Multisource Assessments of the FengYun-3D Microwave Humidity Sounder (MWHS) On-Orbit Performance

Abstract

The microwave humidity sounder (MWHS) onboard the Fengyun-3D satellite is providing the data for profiling atmospheric temperature and moisture and has become an important data source for improving the weather forecasts. In this article, three data sources are utilized for assessing the MWHS on-orbit performance, including Global Navigation Satellite System Occultation Sounder (GNOS), ECMWF (European Centre for Medium-Range Weather Forecasts) Re-Analysis (ERA)-Interim reanalysis, and Advanced Technology Microwave Sounder (ATMS) data.

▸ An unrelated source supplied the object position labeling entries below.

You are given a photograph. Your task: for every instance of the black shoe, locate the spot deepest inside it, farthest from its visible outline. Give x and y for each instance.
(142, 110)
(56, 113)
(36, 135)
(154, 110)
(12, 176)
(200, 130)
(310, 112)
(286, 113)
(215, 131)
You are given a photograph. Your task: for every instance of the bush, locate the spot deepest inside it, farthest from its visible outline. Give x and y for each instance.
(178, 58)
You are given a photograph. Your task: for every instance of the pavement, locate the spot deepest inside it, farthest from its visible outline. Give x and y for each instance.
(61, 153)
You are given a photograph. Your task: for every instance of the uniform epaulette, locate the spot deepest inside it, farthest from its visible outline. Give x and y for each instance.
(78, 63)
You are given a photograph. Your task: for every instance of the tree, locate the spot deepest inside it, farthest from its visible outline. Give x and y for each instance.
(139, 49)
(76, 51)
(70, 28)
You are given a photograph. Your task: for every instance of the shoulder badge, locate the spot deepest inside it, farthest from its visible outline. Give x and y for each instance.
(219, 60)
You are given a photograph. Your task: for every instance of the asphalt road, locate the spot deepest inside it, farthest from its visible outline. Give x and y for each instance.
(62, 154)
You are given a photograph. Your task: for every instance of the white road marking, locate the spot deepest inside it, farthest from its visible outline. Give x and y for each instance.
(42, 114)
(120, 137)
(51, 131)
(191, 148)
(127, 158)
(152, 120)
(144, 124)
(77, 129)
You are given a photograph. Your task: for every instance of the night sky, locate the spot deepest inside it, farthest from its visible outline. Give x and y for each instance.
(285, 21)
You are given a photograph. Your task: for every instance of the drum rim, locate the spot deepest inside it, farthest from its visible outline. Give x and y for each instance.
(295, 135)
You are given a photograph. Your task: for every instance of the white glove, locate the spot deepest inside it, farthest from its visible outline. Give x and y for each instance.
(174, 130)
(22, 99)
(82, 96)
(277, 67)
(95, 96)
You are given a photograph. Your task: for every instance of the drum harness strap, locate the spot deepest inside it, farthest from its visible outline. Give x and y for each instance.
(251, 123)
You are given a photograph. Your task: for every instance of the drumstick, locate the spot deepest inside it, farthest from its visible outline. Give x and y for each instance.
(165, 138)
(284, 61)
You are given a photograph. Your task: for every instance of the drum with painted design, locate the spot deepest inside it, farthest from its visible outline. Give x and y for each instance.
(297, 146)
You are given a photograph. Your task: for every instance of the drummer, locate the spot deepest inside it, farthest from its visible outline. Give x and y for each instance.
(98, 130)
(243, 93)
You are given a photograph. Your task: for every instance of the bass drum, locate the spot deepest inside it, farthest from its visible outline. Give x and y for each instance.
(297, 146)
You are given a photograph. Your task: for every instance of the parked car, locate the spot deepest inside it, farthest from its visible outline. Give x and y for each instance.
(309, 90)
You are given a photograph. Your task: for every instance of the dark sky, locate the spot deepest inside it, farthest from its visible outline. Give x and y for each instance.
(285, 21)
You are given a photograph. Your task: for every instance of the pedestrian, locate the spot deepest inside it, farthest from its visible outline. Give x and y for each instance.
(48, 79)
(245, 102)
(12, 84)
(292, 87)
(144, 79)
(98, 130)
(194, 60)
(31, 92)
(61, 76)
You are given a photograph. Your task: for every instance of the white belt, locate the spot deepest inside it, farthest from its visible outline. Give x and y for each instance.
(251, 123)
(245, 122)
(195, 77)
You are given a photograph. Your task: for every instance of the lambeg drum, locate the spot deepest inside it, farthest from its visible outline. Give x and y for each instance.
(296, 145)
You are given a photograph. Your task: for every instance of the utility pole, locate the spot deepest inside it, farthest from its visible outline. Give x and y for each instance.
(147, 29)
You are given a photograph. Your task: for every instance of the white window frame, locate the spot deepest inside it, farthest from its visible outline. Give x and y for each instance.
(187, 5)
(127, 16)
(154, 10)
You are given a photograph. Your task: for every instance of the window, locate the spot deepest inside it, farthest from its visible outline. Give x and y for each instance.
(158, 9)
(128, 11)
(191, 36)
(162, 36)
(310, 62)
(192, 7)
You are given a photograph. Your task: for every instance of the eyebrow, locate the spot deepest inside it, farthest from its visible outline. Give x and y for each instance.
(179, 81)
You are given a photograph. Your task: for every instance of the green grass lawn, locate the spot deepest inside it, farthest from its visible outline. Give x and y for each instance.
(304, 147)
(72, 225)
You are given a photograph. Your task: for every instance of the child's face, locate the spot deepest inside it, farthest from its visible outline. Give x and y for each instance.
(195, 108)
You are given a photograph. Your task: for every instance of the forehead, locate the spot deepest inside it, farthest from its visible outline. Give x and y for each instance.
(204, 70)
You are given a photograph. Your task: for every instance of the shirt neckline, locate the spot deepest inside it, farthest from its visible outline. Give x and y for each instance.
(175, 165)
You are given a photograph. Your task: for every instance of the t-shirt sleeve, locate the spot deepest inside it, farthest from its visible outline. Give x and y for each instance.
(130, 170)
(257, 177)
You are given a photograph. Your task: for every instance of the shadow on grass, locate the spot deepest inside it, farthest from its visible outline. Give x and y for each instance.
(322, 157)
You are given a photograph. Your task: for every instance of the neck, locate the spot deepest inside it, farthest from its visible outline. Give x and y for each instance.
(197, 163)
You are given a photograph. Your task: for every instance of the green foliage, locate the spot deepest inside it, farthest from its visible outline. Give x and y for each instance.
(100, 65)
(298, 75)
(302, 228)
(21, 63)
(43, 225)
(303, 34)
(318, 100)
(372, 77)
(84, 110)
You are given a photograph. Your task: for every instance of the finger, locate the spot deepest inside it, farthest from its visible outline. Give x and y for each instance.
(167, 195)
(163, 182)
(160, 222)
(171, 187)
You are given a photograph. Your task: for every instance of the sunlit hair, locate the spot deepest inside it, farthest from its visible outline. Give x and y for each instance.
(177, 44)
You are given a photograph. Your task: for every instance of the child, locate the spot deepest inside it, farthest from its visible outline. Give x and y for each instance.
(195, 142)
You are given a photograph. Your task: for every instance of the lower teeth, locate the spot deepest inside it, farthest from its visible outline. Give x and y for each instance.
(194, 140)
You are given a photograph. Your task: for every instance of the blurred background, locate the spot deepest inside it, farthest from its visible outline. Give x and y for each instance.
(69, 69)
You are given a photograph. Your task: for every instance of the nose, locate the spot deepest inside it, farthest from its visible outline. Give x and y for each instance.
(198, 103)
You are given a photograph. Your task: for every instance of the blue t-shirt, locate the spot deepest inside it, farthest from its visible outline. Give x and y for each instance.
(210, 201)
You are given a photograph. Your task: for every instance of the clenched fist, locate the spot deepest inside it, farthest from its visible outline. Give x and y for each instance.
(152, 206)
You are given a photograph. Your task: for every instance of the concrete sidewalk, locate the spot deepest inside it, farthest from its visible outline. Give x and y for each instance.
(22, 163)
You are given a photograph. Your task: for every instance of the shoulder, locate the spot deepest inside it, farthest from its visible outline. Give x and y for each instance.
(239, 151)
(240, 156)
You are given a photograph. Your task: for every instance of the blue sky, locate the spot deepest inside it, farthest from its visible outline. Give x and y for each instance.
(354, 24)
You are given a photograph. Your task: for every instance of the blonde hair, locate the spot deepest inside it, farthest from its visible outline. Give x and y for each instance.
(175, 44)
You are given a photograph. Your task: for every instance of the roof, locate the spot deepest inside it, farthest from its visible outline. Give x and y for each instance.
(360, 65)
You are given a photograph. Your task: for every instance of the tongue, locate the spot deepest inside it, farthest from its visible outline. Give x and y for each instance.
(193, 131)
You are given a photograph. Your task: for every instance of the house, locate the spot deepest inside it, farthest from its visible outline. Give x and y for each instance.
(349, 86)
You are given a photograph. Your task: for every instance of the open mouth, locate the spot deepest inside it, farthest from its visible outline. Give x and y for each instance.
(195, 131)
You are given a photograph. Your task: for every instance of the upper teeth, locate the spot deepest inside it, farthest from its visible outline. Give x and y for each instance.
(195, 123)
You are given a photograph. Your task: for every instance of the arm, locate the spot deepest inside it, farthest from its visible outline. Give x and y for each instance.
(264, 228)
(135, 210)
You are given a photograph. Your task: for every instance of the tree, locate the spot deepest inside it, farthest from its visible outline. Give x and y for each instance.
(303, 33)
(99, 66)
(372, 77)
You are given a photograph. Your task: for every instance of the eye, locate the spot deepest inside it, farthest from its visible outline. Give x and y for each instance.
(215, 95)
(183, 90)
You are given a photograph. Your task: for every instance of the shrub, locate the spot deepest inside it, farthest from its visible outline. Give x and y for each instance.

GNOS-retrieved atmospheric profiles and the reanalysis data are used as inputs to the community radiative transfer model (CRTM) for simulating the MWHS brightness temperatures at the top of the atmosphere in July 2018 for characterizing the instrument performance. Since ATMS is a well-calibrated microwave sounding instrument onboard both Suomi NPP and NOAA-20 satellites, its measurements are also collocated with MWHS data for a consensus analysis using the simultaneous nadir overpasses (SNOs) method. In comparing GNOS simulations, MWHS upper air temperature sounding channels (3–6) have relatively larger biases (less than 2.5 K) than the water vapor sounding channels. However, the standard deviation of the difference between observations and simulations (O-B) is larger for water vapor sounding channels. For ERA simulations, MWHS sounding channels exhibit negative biases similar to GNOS results but the standard deviation of O-B at the water vapor channels is much smaller. When compared with ATMS water vapor channels, MWHS biases are mostly negative and agree with those from ERA simulation. Thus, the large uncertainty in simulating MWHS water vapor sounding channels from GNOS could result from the poor input water vapor profiles and high water vapor variability in the lower troposphere.